Eighth siege of Gibraltar
| Date | 1462 |
| Location | Gibraltar36°09′19″N 5°20′45″W﻿ / ﻿36.155341°N 5.345964°W |
| Result | Castilian victory |

Belligerents
- Crown of Castile: Emirate of Granada

Commanders and leaders
- Juan Alonso de Guzmán Alonso de Arcos Rodrigo de Arcos: Unknown

= Eighth siege of Gibraltar =

The eighth siege of Gibraltar (1462) was a successful effort by soldiers of the Kingdom of Castile to take the fortified town of Gibraltar from the Moors of the Emirate of Granada. Capture of this position, which was weakly defended and was taken with little fighting, was strategically important in the final defeat of the Moors in Spain.

==Background==
Gibraltar occupied a strategic position in the Middle Ages, serving as a gateway for armed forces from Morocco to enter the Iberian Peninsula. Gibraltar had been a Moorish possession for 748 years, apart from a few short intervals of foreign control. By the early 15th century, the Castilians had conquered much of Granada, but the Moors used Gibraltar as a secure base from which they raided the surrounding country.

The largest landowner in the region, Enrique Pérez de Guzmán, 2nd Count de Niebla, died in an ill-planned attack on Gibraltar in 1435. The Moors recovered Count Enrique's body and placed it in a barcina, or wicker basket, that they suspended from the castle wall. The Moors rejected many offers by the Christians to redeem the body. However, by the 1460s the Moorish kingdom was fatally weakened and would not last much longer.

==Capture of Gibraltar==
In August 1462, a Christian convert from Gibraltar passed word to the Castilians that a large part of the garrison had temporarily left the town. Ali-l-Carro, a converted Moor, informed the Governor of Tarifa, Alonzo of Arcos, that the fortress was almost defenseless. The next day Arcos made an attack. He captured some Moorish soldiers and tortured them to gain information of the size of the garrison, which turned out to be too large for him to succeed with his own small forces. Alonzo of Arcos called for help from the surrounding towns, from his kinsman Alonzo, Count de Arcos, Alcade of Algeciras and from Juan Alonso de Guzmán, 1st Duke of Medina Sidonia, the most powerful noble in the region. The Duke was son of Enrique Pérez de Guzmán, who had died in 1435, and had assisted him in that attack.

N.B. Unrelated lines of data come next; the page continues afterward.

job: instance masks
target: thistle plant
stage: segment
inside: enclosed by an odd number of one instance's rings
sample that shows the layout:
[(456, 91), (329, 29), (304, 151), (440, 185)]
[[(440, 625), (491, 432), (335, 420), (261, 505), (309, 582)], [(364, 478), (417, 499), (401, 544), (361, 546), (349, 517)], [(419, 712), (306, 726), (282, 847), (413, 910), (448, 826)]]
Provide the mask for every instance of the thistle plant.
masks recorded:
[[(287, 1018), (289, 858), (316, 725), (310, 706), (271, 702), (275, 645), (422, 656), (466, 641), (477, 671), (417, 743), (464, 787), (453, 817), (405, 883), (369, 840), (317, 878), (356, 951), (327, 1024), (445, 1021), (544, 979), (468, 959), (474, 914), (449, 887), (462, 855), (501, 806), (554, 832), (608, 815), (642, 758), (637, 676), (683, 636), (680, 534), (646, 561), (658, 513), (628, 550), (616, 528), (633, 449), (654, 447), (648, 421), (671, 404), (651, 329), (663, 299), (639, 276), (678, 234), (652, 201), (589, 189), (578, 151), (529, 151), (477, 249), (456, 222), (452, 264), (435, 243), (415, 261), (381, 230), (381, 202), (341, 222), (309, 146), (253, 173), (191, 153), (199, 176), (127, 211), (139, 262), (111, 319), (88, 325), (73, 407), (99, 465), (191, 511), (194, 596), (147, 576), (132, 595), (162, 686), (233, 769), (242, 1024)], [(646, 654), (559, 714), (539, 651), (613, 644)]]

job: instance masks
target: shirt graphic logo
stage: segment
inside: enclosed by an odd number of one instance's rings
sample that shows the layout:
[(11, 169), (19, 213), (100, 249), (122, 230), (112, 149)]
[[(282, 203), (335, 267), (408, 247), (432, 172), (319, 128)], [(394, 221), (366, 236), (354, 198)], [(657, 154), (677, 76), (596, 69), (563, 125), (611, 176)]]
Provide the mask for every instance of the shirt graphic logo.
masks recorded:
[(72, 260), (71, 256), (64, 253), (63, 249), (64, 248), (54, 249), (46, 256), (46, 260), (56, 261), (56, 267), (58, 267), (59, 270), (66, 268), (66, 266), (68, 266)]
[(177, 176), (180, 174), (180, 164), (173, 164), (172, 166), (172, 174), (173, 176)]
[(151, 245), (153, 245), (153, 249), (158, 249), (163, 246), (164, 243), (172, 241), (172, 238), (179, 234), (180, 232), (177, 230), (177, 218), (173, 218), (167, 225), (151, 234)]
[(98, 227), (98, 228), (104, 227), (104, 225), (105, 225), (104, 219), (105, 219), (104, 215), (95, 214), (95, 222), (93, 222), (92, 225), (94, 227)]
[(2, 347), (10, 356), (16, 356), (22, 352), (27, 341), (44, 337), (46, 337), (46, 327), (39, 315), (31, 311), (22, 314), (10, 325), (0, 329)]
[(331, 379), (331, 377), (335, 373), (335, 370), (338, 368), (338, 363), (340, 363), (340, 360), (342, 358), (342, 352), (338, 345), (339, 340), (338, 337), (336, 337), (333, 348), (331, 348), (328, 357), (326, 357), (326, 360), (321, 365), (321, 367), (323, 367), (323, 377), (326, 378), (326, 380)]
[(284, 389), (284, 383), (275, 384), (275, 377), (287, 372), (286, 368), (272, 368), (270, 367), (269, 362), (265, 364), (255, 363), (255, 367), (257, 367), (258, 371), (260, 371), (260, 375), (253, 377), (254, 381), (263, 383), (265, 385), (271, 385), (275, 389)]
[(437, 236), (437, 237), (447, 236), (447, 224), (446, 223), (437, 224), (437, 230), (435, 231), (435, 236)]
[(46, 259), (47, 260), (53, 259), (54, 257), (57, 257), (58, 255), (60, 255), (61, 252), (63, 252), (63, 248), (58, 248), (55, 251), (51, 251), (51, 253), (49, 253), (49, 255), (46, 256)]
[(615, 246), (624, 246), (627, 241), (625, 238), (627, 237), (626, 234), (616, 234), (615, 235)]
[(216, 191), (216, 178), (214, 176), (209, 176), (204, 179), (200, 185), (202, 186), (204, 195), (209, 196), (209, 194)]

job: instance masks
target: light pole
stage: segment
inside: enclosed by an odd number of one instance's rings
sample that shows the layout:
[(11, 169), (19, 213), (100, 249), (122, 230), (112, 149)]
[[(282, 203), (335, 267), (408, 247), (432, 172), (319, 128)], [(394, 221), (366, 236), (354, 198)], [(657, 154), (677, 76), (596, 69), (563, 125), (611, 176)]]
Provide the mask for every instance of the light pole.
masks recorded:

When the first troops arrived, the Governor Alonzo of Arcos made an attack that was easily repelled.

However, another deserter brought news that the garrison was arguing whether to surrender, and if so on what terms. Soon after a delegation of Moors came and offered to surrender if they were allowed to leave and take their property. Alonzo of Arcos deferred the decision to accept these terms until someone with greater authority arrived. Rodrigo, son of the Count of Arcos, reached the scene. He also felt unable to grant conditions of surrender. However, Rodrigo took control of the city gates, at which the Moors retreated to the castle.

When the Duke of Medina Sidonia eventually showed up there was a dispute over who should have the honor of taking the castle. To avoid coming to blows, it was agreed that the Duke and the Count of Arcos would enter the fortress at the same time and set up their banners simultaneously.

After a few days of negotiation, on condition of being allowed to leave with their possessions the defenders surrendered to Medina Sidonia. The castle was taken on 16 August 1462. The "siege" is perhaps misnamed, since there was little fighting and no use of siege weapons.

==Aftermath==
The Duke occupied and garrisoned the fortress. There was a risk of violence between his forces and those of the Count of Arcos, but this was avoided.
The remains of Count Enrique were recovered and placed in a chapel of the Calahorra in the Castle. King Henry IV of Castile added the name of Gibraltar to his list of titles. He gave the town the arms of a castle with a key pendant, signifying that it is the key to the Mediterranean. Henry appointed Pedro de Porras Governor, and then Beltrán de la Cueva. A few years later, during an internal power struggle between Henry IV and a group of nobles supporting his brother Alfonso, the Duke of Medina Sidonia again besieged Gibraltar. After a fifteen-month siege, the Duke took the town.
His family would control Gibraltar until 1502, when the crown of Castile finally took possession.